Experiences at Incyte Corporation, based in Wilmington, DE, help explains why. FDA approvals for the company’s drug Jakafi (ruxolitinib) in 2011, 2014 and 2019 (for different indications) and the acquisition of European rights to Iclusig (ponatinib) in 2016 were clear catalysts for the expansion of the company. It grew from just under 600 people in 2014 to nearly 1,500 in 2019. “We have been constantly filling posts,” said Paula Swain, Incyte’s executive vice-president human resources. “We have hired a lot of senior people and at least half of the open positions on our executive team were filled by women.”

But Incyte’s executive team remained much as it had been in 2014 with Swain as the only woman member, until Maria Pasquale joined in April 2018 as general counsel. In February 2019, Christiana Stamoulis came in as CFO. With those appointments, the gender ratio at Incyte’s executive team shot from 12.5% to 33.3%, but the opportunities for change arose only when members of the management group departed for new challenges, said Swain: “Changing things at the very highest level of management is not easy, and the opportunities to do so are less frequent.” Growth and success preserve the status quo as often as they promote it.
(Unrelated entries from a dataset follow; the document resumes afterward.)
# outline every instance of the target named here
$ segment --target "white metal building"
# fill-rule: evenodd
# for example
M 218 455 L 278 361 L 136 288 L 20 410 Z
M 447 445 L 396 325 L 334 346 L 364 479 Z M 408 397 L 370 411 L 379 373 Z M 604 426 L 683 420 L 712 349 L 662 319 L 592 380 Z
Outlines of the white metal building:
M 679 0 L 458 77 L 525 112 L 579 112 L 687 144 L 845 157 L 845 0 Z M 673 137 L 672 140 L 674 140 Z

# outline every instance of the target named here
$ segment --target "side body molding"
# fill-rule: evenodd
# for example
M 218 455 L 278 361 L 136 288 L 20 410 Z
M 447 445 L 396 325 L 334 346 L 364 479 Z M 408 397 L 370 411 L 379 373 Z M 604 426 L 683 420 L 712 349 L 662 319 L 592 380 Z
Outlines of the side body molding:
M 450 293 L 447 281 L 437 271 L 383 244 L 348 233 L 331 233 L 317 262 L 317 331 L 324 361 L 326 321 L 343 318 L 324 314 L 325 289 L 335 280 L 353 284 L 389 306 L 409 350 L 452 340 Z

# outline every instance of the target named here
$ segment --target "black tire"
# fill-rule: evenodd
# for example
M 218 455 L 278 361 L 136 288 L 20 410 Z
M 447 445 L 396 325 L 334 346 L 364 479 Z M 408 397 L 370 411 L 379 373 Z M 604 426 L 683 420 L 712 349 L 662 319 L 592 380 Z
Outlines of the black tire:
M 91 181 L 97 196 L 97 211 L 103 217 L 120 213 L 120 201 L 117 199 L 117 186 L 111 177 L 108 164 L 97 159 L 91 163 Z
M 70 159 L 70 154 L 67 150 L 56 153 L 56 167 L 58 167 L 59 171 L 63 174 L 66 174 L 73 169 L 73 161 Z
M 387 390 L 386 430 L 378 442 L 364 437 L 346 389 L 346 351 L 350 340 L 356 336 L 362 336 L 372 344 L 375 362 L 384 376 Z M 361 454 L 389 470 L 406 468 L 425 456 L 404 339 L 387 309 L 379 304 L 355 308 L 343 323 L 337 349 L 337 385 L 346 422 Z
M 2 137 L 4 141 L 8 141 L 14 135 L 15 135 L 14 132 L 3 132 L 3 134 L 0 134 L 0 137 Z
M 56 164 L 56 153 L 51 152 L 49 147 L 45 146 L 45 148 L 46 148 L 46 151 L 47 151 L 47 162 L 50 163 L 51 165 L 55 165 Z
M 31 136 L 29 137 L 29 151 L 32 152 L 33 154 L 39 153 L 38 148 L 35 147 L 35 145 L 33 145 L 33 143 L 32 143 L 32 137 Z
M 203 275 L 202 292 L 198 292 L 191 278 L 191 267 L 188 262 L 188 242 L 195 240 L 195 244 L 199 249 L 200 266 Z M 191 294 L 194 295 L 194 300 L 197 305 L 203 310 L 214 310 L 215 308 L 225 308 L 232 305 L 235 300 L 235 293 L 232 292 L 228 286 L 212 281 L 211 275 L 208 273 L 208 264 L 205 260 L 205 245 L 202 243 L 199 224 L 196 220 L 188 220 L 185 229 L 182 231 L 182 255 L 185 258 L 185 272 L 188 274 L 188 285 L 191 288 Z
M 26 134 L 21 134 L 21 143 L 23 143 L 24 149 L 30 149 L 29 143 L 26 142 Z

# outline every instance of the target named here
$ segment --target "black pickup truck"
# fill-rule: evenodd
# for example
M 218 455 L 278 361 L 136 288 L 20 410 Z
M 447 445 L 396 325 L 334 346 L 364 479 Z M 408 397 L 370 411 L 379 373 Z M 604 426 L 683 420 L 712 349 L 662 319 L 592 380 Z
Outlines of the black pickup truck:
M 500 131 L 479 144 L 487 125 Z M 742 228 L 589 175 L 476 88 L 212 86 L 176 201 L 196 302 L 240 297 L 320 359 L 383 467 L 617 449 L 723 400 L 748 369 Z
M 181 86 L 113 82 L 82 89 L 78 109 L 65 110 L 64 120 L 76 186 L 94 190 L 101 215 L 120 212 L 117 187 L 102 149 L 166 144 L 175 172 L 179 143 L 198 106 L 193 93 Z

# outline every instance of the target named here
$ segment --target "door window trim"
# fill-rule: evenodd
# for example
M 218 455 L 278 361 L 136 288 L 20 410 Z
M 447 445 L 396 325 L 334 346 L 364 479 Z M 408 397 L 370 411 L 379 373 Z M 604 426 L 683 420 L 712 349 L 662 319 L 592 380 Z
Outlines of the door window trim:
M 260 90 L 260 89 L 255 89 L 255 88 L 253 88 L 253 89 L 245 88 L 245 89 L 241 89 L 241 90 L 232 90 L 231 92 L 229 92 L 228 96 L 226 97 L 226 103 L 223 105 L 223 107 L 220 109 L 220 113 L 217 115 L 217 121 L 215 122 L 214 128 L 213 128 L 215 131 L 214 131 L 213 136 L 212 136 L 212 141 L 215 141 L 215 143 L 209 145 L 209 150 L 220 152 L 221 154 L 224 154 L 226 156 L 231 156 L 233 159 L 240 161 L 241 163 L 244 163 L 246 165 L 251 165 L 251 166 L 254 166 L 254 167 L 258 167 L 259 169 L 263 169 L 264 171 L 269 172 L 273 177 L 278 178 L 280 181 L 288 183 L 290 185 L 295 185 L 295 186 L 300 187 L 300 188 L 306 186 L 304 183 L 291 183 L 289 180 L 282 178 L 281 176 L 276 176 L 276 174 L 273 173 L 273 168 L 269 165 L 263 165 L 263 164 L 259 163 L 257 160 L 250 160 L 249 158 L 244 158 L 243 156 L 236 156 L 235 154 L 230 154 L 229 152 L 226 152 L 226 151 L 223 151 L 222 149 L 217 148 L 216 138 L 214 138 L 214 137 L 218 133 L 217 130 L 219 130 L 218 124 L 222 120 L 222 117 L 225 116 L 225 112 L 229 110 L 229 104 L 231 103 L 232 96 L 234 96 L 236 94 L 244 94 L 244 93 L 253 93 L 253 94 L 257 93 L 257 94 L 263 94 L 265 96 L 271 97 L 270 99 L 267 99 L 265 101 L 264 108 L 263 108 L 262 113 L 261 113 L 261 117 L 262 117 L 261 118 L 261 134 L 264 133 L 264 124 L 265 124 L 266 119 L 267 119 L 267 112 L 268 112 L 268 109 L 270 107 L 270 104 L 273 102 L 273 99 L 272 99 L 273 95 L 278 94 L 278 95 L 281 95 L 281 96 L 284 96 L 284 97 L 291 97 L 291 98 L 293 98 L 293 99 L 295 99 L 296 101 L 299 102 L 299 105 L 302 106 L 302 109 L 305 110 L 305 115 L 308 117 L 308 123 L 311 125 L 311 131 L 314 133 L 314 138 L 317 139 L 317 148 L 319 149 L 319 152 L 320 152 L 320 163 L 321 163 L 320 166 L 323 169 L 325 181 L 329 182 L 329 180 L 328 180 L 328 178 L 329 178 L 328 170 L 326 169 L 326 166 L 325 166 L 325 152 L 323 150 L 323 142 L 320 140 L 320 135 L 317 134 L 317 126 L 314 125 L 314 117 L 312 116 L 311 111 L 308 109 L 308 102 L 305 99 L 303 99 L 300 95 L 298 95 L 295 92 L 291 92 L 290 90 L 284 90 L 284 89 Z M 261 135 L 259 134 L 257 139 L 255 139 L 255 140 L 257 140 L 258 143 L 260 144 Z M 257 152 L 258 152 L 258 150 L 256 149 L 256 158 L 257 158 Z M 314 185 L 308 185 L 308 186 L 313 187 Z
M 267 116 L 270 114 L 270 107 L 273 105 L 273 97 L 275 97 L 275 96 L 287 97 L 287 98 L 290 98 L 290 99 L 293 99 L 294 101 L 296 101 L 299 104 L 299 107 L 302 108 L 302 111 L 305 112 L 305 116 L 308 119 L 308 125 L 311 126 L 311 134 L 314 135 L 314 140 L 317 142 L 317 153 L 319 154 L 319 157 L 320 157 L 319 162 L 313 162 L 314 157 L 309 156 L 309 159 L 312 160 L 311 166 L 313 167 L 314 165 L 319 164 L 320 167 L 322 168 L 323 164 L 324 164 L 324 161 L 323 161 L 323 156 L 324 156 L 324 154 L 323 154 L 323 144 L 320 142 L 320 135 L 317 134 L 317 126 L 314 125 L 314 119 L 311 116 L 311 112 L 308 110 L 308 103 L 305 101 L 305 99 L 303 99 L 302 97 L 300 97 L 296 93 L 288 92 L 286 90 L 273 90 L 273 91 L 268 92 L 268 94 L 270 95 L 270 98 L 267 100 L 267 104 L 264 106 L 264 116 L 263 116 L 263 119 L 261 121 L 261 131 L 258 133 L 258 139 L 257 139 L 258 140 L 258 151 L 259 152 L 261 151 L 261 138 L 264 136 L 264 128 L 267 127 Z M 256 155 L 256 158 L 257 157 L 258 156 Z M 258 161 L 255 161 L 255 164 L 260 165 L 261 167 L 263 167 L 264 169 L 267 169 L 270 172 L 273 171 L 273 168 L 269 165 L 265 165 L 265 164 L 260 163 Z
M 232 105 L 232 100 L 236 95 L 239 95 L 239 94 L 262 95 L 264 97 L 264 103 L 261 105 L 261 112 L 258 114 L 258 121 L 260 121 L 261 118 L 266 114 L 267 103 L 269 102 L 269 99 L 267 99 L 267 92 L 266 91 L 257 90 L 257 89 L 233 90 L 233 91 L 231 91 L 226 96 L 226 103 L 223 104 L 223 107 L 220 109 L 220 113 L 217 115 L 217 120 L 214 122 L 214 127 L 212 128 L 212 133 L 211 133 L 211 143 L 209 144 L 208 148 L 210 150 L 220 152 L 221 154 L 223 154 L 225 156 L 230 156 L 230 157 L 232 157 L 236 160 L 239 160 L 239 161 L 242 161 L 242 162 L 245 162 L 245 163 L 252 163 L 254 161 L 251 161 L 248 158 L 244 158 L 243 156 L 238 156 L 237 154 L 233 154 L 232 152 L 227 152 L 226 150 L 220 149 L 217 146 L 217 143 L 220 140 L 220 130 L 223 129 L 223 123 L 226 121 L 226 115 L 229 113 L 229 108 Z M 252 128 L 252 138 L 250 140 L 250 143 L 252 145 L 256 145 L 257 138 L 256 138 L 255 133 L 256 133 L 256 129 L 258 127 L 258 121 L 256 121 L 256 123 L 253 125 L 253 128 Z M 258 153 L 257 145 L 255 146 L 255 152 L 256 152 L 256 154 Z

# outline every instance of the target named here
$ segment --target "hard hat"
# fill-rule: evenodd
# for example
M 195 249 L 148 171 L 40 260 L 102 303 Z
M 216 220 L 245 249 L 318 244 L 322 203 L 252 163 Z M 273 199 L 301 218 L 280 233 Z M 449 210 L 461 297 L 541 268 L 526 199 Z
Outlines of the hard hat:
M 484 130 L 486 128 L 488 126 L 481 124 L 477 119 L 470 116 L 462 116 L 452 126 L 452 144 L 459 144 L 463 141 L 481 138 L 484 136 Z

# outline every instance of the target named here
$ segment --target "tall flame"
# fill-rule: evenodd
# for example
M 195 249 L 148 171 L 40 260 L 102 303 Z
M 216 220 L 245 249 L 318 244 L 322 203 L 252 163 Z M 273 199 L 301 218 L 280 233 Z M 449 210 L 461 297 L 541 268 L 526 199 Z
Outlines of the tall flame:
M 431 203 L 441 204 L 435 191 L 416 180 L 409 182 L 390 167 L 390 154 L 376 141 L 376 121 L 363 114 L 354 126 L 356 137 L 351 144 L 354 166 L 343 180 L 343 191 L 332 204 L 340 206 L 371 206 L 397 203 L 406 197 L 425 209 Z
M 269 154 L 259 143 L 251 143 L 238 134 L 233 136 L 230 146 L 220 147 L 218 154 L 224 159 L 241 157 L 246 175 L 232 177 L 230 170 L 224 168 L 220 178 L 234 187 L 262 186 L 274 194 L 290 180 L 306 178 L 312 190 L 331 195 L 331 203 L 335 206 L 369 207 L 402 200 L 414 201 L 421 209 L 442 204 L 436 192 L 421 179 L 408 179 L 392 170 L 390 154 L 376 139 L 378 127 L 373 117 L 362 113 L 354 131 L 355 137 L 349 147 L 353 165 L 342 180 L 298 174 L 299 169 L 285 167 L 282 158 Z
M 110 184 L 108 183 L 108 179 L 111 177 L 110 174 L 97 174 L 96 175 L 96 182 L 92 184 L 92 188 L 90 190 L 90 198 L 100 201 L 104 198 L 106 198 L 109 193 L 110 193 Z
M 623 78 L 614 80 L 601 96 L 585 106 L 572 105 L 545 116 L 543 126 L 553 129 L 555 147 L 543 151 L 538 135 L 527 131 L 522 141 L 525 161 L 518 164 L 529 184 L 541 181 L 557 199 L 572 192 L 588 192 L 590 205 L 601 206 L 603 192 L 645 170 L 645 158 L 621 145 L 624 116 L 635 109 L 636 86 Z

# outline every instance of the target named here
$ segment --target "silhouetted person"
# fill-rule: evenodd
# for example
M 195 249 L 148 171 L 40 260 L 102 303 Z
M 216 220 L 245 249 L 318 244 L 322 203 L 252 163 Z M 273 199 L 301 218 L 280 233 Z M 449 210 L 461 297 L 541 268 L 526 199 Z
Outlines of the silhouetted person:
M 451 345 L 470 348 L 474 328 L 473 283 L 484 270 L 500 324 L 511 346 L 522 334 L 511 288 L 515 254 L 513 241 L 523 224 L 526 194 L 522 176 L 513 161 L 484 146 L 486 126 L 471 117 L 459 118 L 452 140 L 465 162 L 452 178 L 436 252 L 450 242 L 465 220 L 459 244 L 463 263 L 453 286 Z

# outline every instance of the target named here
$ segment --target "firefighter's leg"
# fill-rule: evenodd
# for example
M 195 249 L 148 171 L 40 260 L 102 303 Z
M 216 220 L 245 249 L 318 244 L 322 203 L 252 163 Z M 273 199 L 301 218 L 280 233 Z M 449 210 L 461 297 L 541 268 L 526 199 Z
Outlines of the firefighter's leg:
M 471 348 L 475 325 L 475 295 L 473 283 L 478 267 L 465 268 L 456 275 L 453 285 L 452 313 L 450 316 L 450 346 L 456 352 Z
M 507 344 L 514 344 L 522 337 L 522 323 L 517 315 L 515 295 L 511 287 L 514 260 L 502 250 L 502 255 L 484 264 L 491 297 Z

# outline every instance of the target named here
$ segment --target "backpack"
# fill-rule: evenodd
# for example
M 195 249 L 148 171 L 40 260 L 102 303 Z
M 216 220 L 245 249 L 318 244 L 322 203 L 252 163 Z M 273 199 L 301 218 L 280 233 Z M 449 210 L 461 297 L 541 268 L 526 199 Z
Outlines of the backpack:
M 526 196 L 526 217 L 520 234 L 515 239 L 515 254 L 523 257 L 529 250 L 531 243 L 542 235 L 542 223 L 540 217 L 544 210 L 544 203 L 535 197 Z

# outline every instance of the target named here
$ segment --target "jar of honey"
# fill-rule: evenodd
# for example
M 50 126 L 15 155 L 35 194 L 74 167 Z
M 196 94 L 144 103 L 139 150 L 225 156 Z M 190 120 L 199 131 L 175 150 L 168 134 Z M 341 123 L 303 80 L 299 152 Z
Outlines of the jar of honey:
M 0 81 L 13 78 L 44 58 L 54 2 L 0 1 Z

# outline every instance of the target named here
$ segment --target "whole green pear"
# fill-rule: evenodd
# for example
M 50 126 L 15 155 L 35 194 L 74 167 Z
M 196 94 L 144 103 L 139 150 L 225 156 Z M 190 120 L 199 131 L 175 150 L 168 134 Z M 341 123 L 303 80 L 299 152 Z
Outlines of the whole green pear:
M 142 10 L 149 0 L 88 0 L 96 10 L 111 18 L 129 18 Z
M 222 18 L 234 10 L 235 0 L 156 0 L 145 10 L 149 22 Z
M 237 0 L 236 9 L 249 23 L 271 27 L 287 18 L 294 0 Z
While the growth of companies is a double-edged sword when it comes to increasing the proportion of female executives, growth within management teams themselves is strongly associated with improved executive diversity. For the group of companies where executive teams were smaller in 2019 than in 2014 (200 in the sample), the mean gender ratio moved less than one percentage point (from 20.2% to 21.0% over five years). In expanding teams (from 153 companies), gender diversity went from 16.2% to 24.3% over the 2014-2019 period (see Exhibit 5).

Exhibit 5.

Mean Gender Balance Increases More When Size Of Executive Team Increases

Change in executive team size 2014-2019

Gender ratio (Female/Both)

Change in mean gender ratio 2014-2019

 

2014

2019

 

Decreased

20.9%

21.7%

+0.8%

Stayed the same

21.2%

25.1%

+3.9%

Increased

16.2%

24.3%

+8.1%

Thus, the diversity in the pharma’s upper management is likely, ultimately, to reflect the changes in the broader workforce, but changing the C-suite requires its own catalysts, and company growth may not be one of them.